Infectious Disease
January 2005 (Vol 27, No 1)

Babesia gibsoni: An Emerging Pathogen in Dogs

  • by
  • Lotfi El Bahri , DVM , MSc , PhD


Babesia gibsoni is a tickborne protozoal blood parasite that causes hemolytic anemia, thrombocytopenia, lethargy, and splenomegaly. In the United States, the disease primarily affects American pit bull terriers and is often subclinical. Other breeds of dogs are less often infected and may have a history of fighting with a pit bull terrier. Diagnosis is most often made by identifying the organism on blood smears or through polymerase chain reaction testing. Serologic assays are less sensitive and specific. In many cases, treatment is frustrating, low levels of parasites remain, and a chronic subclinical carrier state develops.
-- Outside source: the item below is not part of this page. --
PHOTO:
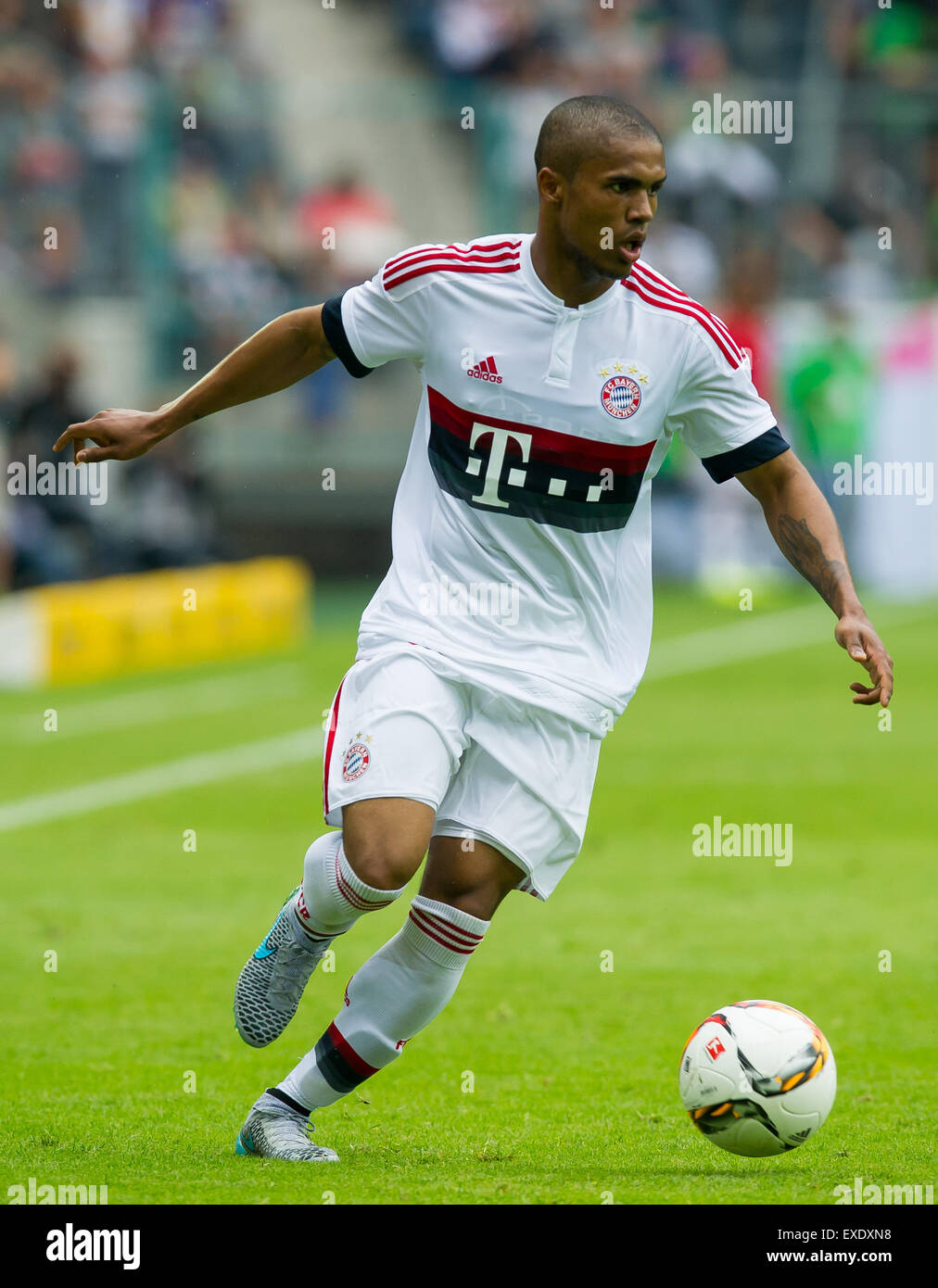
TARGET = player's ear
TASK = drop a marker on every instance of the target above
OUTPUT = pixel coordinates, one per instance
(551, 184)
Recently, administering a combination of azithromycin and atovaquone has shown encouraging results in treating chronic B. gibsoni infections.

Canine babesiosis is a hemoprotozoan infection typically caused by Babesia canis or Babesia gibsoni. B. canis, the larger organism (4 to 5 µm), is more common in the United States, especially in the Gulf Coast region and the South (Figure 1).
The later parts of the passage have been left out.